A Media Matters analysis found that from October 3 -- the day President Donald Trump visited the island -- to November 3, prime-time cable news coverage of the recovery in Puerto Rico has fallen dramatically. On October 3, 22 segments ran on prime-time cable news about the recovery efforts. On November 3, that was down to just one segment.
Save for a small spike in coverage -- which coincided with a tweet from Trump threatening the island’s aid -- prime-time cable news programs have moved on from the ongoing recovery efforts, even though they could continue for years.
The situations in Puerto Rico and Flint (where lead-tainted water still runs through the pipes) have a good deal in common. For one thing, both have dire impacts on public health. In Puerto Rico, some people who are desperate for water have turned to drinking from a hazardous-waste site. And a recent study found that the lead-poisoned water in Flint had a “horrifyingly large” effect on fetal deaths.
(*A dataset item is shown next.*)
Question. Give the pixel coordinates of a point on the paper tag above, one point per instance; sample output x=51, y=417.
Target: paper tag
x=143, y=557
Both of these crises have hit areas populated primarily by racial minorities and low-income people. As CNN reported, Flint is “mostly black and about 40% poor.” And as the Pew Research Center noted in a 2011 report, “The population of Puerto Rico is almost entirely of Hispanic origin,” and 44 percent of Hispanic people in Puerto Rico “live in poverty.”
Much has been written of the lackluster media coverage of the crisis in Flint -- specifically, as Harvard’s Shorenstein Center put it, “the failure of national media outlets to respond to the Flint water crisis in an urgent manner.” Then-New York Times Public Editor Margaret Sullivan, now a Washington Post media columnist, wrote last year about the Times’ coverage of the crisis, suggesting that if initial reporting “had been followed up with some serious digging, and if the resulting stories had been given prominent display, public officials might have been shamed into taking action long before they did.” Sullivan added, “With its powerful pulpit and reach, The Times could have held public officials accountable and prevented human suffering. That’s what journalistic watchdogs are supposed to do.” It would be reasonable to fear that a similar lack of national media attention could slow down or stall recovery efforts in Puerto Rico.
Puerto Rico already faces plenty of obstacles to a full recovery. The island’s economic problems (officials declared bankruptcy in May) are expected to make the recovery efforts harder, as are the territory’s infrastructure issues. And, as USA Today reported, donations to Puerto Rico have been lackluster compared to those directed to Florida and Texas after hurricanes struck those regions.
It’s impossible to know how much increased attention by the national media would impact the recovery efforts in Puerto Rico, but it certainly couldn’t hurt.